Setiap stasiun kereta di kota besar
sebelum sampai di Surabaya, kereta yang ku tumpangi berhenti. Kesibukan begitu
nampak menghiasi beranda sisi kanan-kiri rel kereta. Pedagang dengan sigap
menjajakan barang-barang dari luar jendela. Keringat terlihat membasahi kening mereka, membuat wajahnya
berkilap memantulkan cahaya matahari. Dari nasi
bungkus, rokok dan permen-permen, sampai pernak pernik cidera mata. Setiap kota
memiliki khasnya sendiri-sendiri.
Berjalannya waktu, kota Surabaya semakin
dekat. Setelah melewati kota Semarang, kereta sepertinya tak memiliki rem.
Melesat menembus sela-sela angin mengibas ilalang dan rerumputan. Kertas, plastik,
apalagi debu-debu berterbangan tidak menentu arah ditembus gerak kereta besi.
Sepertinya sang loko tak bernafas mengejar waktu tanpa melirik apapun. Dan di sebuah
detik perjalanan waktu, stasiun Surabaya membuka diri menerima kereta api
sebagai tamunya hingga berhenti tak bergerak lagi.

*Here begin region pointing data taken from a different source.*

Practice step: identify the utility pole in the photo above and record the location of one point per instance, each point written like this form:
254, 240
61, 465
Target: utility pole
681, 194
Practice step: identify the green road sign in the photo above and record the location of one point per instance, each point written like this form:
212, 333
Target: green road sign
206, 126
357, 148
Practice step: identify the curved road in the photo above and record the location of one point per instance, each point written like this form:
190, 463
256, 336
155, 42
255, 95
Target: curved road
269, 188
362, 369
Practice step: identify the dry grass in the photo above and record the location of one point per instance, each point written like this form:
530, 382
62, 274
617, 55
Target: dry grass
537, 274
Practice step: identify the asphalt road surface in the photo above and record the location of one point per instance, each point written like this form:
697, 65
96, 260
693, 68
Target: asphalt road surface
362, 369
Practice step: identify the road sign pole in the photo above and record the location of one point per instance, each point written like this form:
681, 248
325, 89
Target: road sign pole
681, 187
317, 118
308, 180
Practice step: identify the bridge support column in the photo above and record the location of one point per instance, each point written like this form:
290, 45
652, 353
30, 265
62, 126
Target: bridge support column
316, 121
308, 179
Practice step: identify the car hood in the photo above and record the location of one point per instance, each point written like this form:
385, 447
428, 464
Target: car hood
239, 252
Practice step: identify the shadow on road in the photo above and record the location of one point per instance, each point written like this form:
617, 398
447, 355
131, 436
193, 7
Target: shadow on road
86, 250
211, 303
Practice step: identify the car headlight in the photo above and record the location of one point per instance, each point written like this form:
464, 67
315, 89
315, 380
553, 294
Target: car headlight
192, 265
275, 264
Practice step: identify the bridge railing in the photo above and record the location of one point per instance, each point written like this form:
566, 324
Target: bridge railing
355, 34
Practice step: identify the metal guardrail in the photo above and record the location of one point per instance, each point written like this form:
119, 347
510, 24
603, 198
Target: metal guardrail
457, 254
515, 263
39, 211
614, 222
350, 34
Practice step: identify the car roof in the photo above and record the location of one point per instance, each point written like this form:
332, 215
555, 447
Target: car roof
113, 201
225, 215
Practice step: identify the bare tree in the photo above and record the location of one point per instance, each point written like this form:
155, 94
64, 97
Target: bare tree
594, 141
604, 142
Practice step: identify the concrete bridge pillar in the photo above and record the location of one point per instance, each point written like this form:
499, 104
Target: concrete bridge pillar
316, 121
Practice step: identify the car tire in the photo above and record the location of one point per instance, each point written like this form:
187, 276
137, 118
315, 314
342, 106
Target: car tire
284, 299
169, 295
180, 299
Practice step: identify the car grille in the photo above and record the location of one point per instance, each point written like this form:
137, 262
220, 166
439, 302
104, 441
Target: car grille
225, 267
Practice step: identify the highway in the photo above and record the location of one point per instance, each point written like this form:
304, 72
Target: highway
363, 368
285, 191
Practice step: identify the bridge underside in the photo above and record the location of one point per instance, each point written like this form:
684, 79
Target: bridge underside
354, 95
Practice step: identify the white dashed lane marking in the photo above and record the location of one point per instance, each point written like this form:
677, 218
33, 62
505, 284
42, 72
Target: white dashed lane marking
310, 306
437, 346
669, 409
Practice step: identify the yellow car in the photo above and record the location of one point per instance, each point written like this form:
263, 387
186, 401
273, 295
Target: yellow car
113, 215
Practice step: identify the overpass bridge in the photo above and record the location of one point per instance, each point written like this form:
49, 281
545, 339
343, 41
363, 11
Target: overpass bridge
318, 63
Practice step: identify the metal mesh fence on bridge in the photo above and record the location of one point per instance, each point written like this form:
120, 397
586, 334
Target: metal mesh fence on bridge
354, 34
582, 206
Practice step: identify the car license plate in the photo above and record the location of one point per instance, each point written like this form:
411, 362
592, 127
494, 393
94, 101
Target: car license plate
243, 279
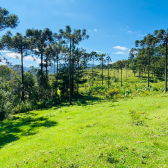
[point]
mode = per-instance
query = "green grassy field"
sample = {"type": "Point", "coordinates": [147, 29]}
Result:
{"type": "Point", "coordinates": [96, 134]}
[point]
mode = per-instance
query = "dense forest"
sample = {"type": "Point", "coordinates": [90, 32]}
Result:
{"type": "Point", "coordinates": [74, 68]}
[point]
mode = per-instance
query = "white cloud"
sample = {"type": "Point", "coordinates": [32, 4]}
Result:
{"type": "Point", "coordinates": [133, 32]}
{"type": "Point", "coordinates": [119, 52]}
{"type": "Point", "coordinates": [120, 48]}
{"type": "Point", "coordinates": [70, 14]}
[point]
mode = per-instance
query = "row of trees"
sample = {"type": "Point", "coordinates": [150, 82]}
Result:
{"type": "Point", "coordinates": [151, 54]}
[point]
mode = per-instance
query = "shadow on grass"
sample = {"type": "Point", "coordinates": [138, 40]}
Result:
{"type": "Point", "coordinates": [85, 100]}
{"type": "Point", "coordinates": [81, 100]}
{"type": "Point", "coordinates": [25, 125]}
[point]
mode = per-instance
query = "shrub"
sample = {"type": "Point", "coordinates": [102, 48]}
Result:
{"type": "Point", "coordinates": [112, 92]}
{"type": "Point", "coordinates": [137, 117]}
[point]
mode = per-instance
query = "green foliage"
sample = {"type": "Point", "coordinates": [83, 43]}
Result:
{"type": "Point", "coordinates": [138, 117]}
{"type": "Point", "coordinates": [7, 20]}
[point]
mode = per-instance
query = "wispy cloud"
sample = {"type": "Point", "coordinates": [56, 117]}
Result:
{"type": "Point", "coordinates": [119, 53]}
{"type": "Point", "coordinates": [120, 48]}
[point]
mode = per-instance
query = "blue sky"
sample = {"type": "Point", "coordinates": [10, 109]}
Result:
{"type": "Point", "coordinates": [113, 26]}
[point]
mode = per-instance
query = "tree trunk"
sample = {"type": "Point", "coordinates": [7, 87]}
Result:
{"type": "Point", "coordinates": [22, 75]}
{"type": "Point", "coordinates": [41, 62]}
{"type": "Point", "coordinates": [121, 76]}
{"type": "Point", "coordinates": [166, 69]}
{"type": "Point", "coordinates": [108, 73]}
{"type": "Point", "coordinates": [57, 76]}
{"type": "Point", "coordinates": [70, 87]}
{"type": "Point", "coordinates": [148, 66]}
{"type": "Point", "coordinates": [102, 70]}
{"type": "Point", "coordinates": [92, 70]}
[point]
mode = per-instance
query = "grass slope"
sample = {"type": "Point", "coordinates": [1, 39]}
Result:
{"type": "Point", "coordinates": [95, 135]}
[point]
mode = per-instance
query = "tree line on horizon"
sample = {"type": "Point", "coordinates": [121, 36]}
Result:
{"type": "Point", "coordinates": [17, 87]}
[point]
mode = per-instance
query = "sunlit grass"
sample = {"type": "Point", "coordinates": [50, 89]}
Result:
{"type": "Point", "coordinates": [96, 135]}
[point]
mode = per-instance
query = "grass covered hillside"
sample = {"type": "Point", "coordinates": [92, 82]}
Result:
{"type": "Point", "coordinates": [125, 133]}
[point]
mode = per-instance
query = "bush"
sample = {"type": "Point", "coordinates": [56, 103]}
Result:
{"type": "Point", "coordinates": [137, 117]}
{"type": "Point", "coordinates": [112, 92]}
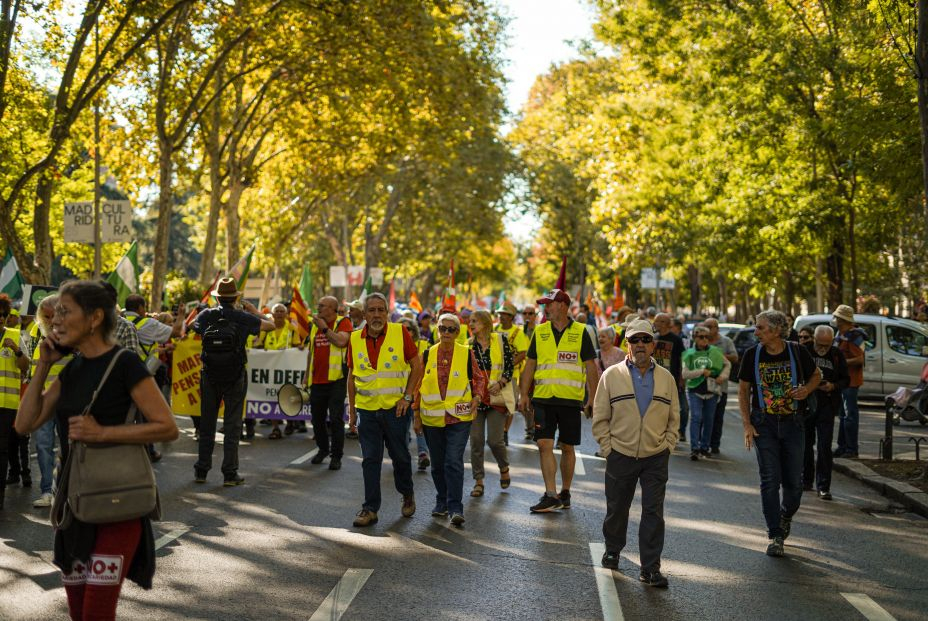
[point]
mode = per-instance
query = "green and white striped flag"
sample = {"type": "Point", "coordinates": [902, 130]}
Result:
{"type": "Point", "coordinates": [11, 281]}
{"type": "Point", "coordinates": [126, 275]}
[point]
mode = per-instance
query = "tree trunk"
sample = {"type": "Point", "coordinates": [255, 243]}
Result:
{"type": "Point", "coordinates": [163, 231]}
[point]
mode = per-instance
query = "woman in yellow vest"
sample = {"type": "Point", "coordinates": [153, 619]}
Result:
{"type": "Point", "coordinates": [283, 336]}
{"type": "Point", "coordinates": [13, 363]}
{"type": "Point", "coordinates": [495, 360]}
{"type": "Point", "coordinates": [446, 409]}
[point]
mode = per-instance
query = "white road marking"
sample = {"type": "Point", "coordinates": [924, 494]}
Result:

Saat ku menoleh pada wajah sang asri,
bungaku, ia masih tertelap. Dengan sebuah kecupan mesraku di keningnya, ia
membuka matanya perlahan. Ia terjaga dan melihat situasi di sekelilingnya.
Ternyata, ia mendapati tujuan kami di Surabaya telah sampai. Bergegas aku
mengangkat beberapa travel bag berisi perlengkapan kami sehari-hari. Aku turun
dari gerbong dengan menggenggam jemarinya, mengiring langkahnya yang syahdu
berlenggok.
Kami berjalan ke arah gerbang keluar
stasiun Surabaya. Kota yang cukup terik di siang hari yang serius bersaing
dengan Jakarta. Menaiki angkutan umum melanjutkan perjalanan menuju rumah orang
tuanya. Peluh mulai membasahi tubuh kami, tapi perjalanan pun tetap berjalan.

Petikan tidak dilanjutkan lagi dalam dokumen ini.